El Congreso de la Nación, obra diseñada en aquellos tiempos conservadores y oligarcas, se convirtió, por esas cosas de la política y del espectáculo que ofrecen los medios de comunicación, en el escenario majestuoso para que los herederos de la Sociedad Rural, algo plebeyizados por la participación de los restos travestidos de la Federación Agraria, se unieran en un coro estupendo en su afinación destituyente con una oposición que ya no sabe qué más hacer para llamar la atención y para expresar su entrega absoluta al proyecto de un país agromediático, formulado desde la convicción de que los destinos de la patria deben volver a ser conducidos por sus verdaderos señores, aquellos que nos ofrecen sus riquezas, las de la pródiga tierra, como si fueran generosos portadores de un bien dispuesto a ser repartido entre todos los habitantes de estas geografías sureñas.

Una alianza franca, sin mediaciones ni ocultamientos; nada queda velado cuando hablan y manifiestan sus deseos, urgentes, de ser ellos los encargados de gobernar.
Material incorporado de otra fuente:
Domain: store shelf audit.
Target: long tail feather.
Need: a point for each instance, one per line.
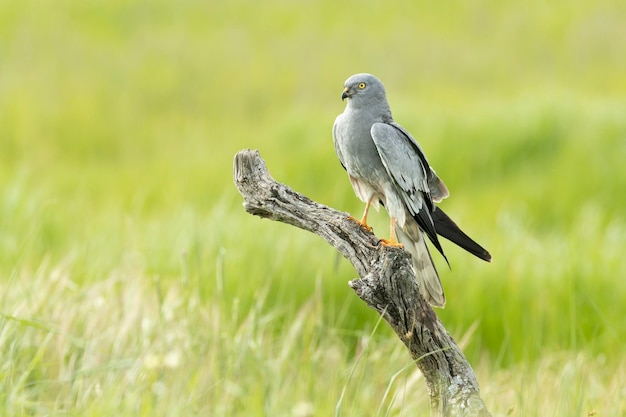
(447, 228)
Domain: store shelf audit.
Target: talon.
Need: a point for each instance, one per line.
(361, 223)
(391, 242)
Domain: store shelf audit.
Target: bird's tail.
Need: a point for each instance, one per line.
(425, 272)
(447, 228)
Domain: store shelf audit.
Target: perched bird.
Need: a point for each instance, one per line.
(387, 166)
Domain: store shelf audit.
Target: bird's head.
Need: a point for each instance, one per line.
(362, 89)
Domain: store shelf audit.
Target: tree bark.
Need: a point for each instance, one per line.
(387, 284)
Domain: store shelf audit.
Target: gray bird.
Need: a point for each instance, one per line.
(387, 166)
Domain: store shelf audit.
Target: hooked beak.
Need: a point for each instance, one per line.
(346, 94)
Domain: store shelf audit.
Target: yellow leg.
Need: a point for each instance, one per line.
(392, 236)
(363, 221)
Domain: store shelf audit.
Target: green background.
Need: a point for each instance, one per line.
(132, 282)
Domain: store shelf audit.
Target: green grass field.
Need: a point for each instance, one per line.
(132, 282)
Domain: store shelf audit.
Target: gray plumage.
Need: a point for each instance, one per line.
(386, 165)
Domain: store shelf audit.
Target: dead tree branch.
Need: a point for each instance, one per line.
(386, 283)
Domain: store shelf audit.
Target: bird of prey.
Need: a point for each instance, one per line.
(387, 166)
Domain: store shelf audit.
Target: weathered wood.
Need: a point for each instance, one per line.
(387, 284)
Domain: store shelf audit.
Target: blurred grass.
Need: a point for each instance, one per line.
(132, 282)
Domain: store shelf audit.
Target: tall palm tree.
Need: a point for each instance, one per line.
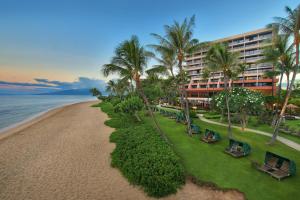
(130, 61)
(166, 63)
(111, 87)
(242, 67)
(289, 25)
(278, 53)
(219, 58)
(205, 75)
(178, 40)
(118, 87)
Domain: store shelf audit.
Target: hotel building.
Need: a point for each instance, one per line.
(250, 46)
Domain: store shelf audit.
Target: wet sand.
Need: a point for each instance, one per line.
(65, 154)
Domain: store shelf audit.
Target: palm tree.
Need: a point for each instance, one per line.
(178, 41)
(130, 61)
(277, 54)
(219, 58)
(111, 87)
(242, 67)
(205, 75)
(118, 87)
(166, 63)
(289, 25)
(95, 92)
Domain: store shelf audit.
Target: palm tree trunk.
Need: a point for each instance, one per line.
(184, 94)
(227, 106)
(289, 91)
(274, 121)
(243, 79)
(287, 81)
(141, 91)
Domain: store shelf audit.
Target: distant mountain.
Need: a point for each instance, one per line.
(84, 91)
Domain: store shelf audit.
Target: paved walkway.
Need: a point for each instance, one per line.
(283, 140)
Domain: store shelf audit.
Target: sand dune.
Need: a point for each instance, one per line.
(65, 154)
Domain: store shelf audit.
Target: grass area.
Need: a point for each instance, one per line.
(267, 128)
(209, 163)
(293, 123)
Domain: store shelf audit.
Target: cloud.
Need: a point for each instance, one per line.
(45, 86)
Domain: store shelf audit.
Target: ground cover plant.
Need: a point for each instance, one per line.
(142, 156)
(208, 163)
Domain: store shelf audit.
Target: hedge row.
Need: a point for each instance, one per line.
(143, 157)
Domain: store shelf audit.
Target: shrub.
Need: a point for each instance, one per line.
(130, 106)
(146, 160)
(143, 157)
(193, 114)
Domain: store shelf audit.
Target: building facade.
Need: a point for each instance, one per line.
(250, 46)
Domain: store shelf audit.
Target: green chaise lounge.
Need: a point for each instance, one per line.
(195, 129)
(238, 149)
(210, 136)
(277, 166)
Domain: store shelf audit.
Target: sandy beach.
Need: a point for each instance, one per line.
(65, 154)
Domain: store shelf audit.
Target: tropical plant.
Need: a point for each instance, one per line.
(95, 92)
(205, 75)
(130, 61)
(219, 58)
(242, 67)
(290, 25)
(130, 106)
(166, 63)
(279, 54)
(243, 102)
(118, 87)
(178, 41)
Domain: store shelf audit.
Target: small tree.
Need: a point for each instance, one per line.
(95, 92)
(130, 106)
(243, 102)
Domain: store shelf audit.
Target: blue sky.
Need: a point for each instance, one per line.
(63, 40)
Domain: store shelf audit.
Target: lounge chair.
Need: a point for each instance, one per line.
(210, 136)
(238, 149)
(195, 129)
(278, 166)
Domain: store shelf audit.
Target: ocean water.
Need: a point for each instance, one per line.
(15, 109)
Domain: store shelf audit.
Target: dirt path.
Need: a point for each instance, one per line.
(65, 155)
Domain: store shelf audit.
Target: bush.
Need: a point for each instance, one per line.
(144, 158)
(193, 114)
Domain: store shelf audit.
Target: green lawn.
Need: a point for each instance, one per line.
(293, 123)
(267, 128)
(209, 163)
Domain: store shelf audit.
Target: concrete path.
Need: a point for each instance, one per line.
(283, 140)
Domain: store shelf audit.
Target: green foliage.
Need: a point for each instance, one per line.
(96, 93)
(209, 165)
(242, 101)
(193, 114)
(130, 105)
(146, 160)
(143, 157)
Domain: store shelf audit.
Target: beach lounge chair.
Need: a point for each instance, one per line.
(277, 166)
(210, 136)
(195, 129)
(238, 149)
(172, 115)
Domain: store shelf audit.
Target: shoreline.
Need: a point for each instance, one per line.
(31, 120)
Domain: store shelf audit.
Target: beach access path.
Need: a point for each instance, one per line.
(65, 155)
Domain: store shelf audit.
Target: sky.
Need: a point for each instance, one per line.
(68, 41)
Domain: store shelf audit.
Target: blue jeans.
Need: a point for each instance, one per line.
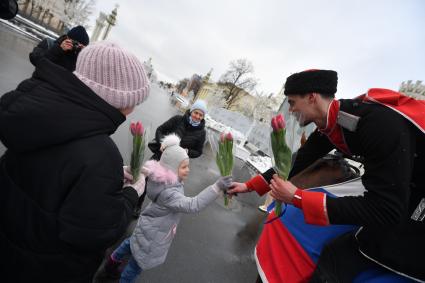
(131, 270)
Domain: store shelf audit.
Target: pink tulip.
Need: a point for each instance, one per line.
(222, 136)
(133, 128)
(229, 136)
(275, 125)
(280, 121)
(139, 129)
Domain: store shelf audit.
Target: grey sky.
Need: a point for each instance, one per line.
(370, 43)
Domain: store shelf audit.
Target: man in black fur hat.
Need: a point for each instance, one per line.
(387, 130)
(62, 51)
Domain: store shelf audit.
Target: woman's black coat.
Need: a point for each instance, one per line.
(61, 197)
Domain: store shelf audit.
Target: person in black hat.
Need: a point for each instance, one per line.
(62, 51)
(386, 129)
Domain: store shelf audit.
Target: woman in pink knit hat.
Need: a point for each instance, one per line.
(63, 195)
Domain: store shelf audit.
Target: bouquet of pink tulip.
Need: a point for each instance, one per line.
(224, 158)
(138, 151)
(281, 153)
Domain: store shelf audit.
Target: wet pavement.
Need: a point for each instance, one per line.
(215, 245)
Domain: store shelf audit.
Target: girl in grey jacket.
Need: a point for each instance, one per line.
(149, 244)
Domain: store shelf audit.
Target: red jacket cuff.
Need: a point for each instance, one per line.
(314, 208)
(258, 184)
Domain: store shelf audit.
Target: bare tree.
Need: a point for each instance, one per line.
(77, 12)
(237, 78)
(182, 84)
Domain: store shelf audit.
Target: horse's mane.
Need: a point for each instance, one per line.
(329, 170)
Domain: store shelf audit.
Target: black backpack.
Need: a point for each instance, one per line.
(8, 9)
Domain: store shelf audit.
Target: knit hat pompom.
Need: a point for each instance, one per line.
(114, 74)
(170, 140)
(172, 153)
(320, 81)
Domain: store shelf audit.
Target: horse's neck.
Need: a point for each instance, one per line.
(328, 173)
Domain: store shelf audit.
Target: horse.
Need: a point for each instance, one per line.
(288, 250)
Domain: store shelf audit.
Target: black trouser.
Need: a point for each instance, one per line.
(340, 261)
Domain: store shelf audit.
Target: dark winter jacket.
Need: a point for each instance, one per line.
(61, 197)
(50, 49)
(394, 157)
(192, 138)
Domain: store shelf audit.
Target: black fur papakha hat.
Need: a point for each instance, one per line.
(320, 81)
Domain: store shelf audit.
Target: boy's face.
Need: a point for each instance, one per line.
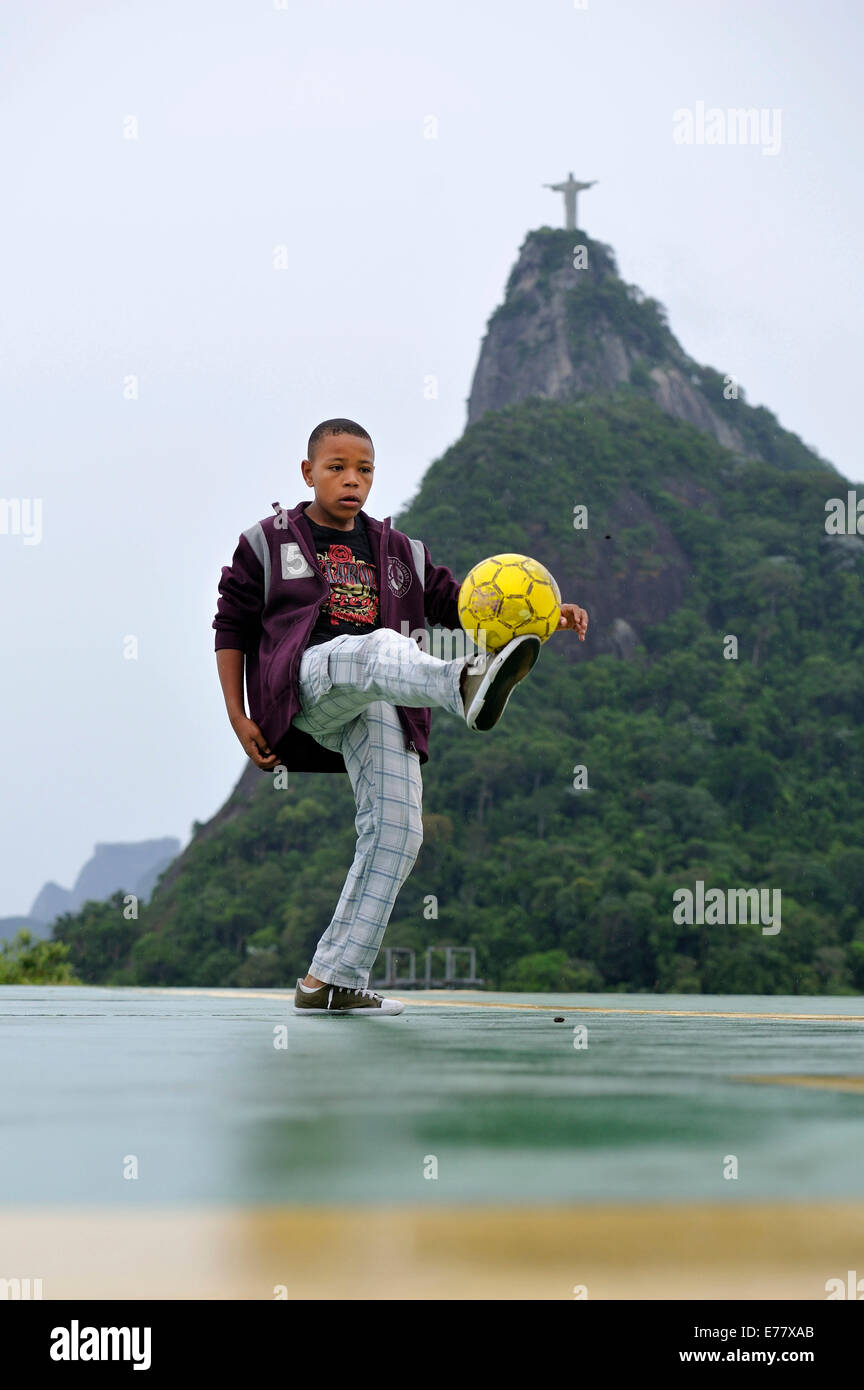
(342, 476)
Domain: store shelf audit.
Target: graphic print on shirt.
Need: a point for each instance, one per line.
(353, 585)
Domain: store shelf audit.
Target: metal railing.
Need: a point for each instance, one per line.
(393, 977)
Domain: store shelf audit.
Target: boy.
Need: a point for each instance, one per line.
(316, 605)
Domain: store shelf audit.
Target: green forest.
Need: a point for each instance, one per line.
(736, 770)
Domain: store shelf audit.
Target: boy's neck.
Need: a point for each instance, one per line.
(329, 521)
Están, eso sí, algo apurados, su ansiedad denuncia la desprolijidad con la que suelen pensar la democracia, los derechos legítimos, el voto popular y todo aquello que es válido siempre y cuando sirva a sus intereses. Como los patrones de estancia toman posesión de sus propiedades y exigen que se los escuche. Mientras tanto, unos advenedizos hacen de las suyas tomando decisiones que alteran los nervios de quienes siempre se acostumbraron a ser los dueños de la última palabra. Extraña escena en la que se mezclan propietarios y gerentes, miembros conspicuos de intereses corporativos y dirigentes partidarios que se ofrecen como los mejores administradores de tanta riqueza.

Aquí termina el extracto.